Note that this could be due to inhomogeneity in the distribution of
cells, or due to clustering. See `spatstat::Kinhom`

function
for a test that takes into account inhomogeneity. See
`spatstat::Lest`

function to compute the L-function.

The bivariate K function measures whether the spatial distribution of 2 cell types is independent.
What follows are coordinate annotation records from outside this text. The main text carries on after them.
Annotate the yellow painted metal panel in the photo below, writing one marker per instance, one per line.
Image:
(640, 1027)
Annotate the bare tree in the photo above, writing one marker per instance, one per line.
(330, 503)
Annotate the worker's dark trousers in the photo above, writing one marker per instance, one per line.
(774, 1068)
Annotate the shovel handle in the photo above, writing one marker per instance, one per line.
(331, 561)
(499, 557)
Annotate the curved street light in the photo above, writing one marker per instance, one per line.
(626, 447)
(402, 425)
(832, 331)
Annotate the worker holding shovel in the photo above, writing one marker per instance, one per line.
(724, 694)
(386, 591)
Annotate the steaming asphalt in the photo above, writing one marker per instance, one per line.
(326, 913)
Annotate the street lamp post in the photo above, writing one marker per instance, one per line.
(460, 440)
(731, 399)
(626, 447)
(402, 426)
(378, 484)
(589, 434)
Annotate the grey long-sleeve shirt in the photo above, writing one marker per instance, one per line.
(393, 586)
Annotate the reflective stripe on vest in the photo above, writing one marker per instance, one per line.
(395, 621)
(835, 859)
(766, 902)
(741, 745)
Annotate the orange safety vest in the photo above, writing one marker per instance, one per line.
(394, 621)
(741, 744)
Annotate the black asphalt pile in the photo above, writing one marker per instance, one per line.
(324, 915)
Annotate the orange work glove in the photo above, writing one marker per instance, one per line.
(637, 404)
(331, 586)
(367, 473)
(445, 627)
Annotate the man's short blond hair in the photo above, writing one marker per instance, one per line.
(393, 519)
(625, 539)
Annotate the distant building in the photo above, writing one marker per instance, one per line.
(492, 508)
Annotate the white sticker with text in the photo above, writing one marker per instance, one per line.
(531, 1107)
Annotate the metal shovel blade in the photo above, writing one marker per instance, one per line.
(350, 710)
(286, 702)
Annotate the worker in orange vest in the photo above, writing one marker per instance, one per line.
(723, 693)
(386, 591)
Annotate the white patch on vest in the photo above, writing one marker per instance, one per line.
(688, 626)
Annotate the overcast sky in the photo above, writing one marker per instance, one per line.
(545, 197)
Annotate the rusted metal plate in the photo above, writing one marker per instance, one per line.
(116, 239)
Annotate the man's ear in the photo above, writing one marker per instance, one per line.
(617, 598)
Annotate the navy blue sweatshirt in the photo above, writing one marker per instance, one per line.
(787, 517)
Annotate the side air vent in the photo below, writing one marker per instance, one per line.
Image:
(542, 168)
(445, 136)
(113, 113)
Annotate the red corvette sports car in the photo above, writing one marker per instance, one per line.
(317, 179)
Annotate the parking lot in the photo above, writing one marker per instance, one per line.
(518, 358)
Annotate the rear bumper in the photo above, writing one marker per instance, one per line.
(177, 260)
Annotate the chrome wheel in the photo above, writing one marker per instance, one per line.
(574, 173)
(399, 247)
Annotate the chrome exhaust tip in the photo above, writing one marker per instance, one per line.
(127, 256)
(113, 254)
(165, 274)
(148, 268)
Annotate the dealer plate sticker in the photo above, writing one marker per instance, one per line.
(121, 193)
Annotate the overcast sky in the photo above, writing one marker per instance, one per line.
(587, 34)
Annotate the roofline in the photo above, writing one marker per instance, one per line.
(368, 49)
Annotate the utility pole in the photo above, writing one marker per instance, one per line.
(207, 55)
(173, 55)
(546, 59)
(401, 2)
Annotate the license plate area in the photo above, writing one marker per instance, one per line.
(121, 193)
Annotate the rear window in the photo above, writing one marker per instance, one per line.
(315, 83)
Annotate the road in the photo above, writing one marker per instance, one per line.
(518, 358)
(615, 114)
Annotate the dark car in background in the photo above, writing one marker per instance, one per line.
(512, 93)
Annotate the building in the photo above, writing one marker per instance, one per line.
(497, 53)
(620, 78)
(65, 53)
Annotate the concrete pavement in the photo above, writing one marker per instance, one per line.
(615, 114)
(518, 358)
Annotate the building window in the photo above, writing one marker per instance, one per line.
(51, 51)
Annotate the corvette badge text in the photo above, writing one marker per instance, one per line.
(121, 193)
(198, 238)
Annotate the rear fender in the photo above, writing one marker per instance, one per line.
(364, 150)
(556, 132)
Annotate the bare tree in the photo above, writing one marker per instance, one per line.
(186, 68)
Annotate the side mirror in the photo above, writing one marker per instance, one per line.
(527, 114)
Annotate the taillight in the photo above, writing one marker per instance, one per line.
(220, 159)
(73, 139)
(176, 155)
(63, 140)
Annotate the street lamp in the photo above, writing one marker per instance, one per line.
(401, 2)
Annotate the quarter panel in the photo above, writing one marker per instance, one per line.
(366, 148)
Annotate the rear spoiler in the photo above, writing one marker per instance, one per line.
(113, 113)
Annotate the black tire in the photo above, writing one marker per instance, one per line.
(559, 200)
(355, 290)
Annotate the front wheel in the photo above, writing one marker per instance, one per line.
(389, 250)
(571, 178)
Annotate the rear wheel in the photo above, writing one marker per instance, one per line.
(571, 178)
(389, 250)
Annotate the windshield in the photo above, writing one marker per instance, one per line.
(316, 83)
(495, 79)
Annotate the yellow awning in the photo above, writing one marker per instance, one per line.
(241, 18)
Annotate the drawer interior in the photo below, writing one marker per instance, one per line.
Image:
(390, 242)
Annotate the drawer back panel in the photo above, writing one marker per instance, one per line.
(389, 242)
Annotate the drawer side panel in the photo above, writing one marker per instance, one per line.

Deviation from the \(K^{pois}\) line suggests a spatial relationship between the B-cells and macrophages in the image.

```
k_biv = Kcross(ovarian_pp, "B-cell", "macrophage", correction = "isotropic")
plot(k_biv)
```

Can interpret as probability of a neighboring cell occurring within radius r.

```
G_bcell = Gest(subset(ovarian_pp, marks == "B-cell"), correction = "rs")
plot(G_bcell)
```

Its bivariate counterpart

```
G_biv = Gcross(ovarian_pp, correction = "rs")
plot(G_biv)
```

Organize data for use in the `spatialTIME`

package.

```
library(spatialTIME)
# subsetting to 2 subjects for faster computation and ease of visualization
ids = c( 7, 128)
spatial_ls = filter(ovarian_df, sample_id %in% ids) %>%
mutate(XMax = x, XMin = x,
YMax = y, YMin = y,
sample_id = factor(sample_id),
id = sample_id,
cd19 = ifelse(phenotype_cd19 == "CD19+", 1, 0),
cd3 = ifelse(phenotype_cd3 == "CD3+", 1, 0),
cd8 = ifelse(phenotype_cd8 == "CD8+", 1, 0),
cd68 = ifelse(phenotype_cd68 == "CD68+", 1, 0)) %>%
dplyr::select(sample_id, id, XMax, XMin, YMax, YMin,
cd19, cd3, cd8, cd68, tissue_category) %>%
nest_by(id)
# define clinical data
clinical_data = ovarian_df %>%
dplyr::select(sample_id, survival_time, death, stage_bin, BRCA_mutation) %>%
distinct() %>%
mutate(id = sample_id)
sample_data = ovarian_df %>%
group_by(sample_id) %>%
summarize(total_cells = n()) %>%
ungroup() %>%
mutate(id = sample_id)
df_spatialTIME = spatialTIME::create_mif(
clinical_data = clinical_data,
sample_data = sample_data,
spatial_list = spatial_ls$data,
patient_id = "id",
sample_id = "sample_id"
)
rm(spatial_ls)
```

Plotting samples

```
cell_types = c("cd68", "cd19")
values = RColorBrewer::brewer.pal(length(cell_types), "Accent")
#add an element in the `derived` object position
df_spatialTIME <- plot_immunoflo(df_spatialTIME,
plot_title = "sample_id", mnames = cell_types,
cell_type = "tissue_category")
```

Calculate spatial summary metrics (calculating univariate K function across samples and phenotypes).

```
df_spatialTIME <- ripleys_k(mif = df_spatialTIME,
mnames = cell_types,
method = "K",
r_range = seq(0, 300, 10),
edge_correction = 'translation'
#permute = TRUE,
#num_permutations = 100
)
```

Plot images(top row) and K functions (bottom row).

```
k_funs = df_spatialTIME$derived$univariate_Count %>%
janitor::clean_names() %>%
ggplot(aes(x = r, y = observed_k)) +
geom_line(aes(group = marker,
color = marker)) +
geom_line(aes(r, theoretical_csr), linetype = 2) +
facet_wrap(~sample_id, scales = 'free', nrow = 1) + theme_bw() +
theme(legend.position = "bottom") +
scale_color_manual(values = values)
imgs = patchwork::wrap_plots(df_spatialTIME$derived$spatial_plots, nrow = 1)
imgs / k_funs
```

Also allows for calculation of bivariate K, univariate and bivariate L, G, with and without permutations.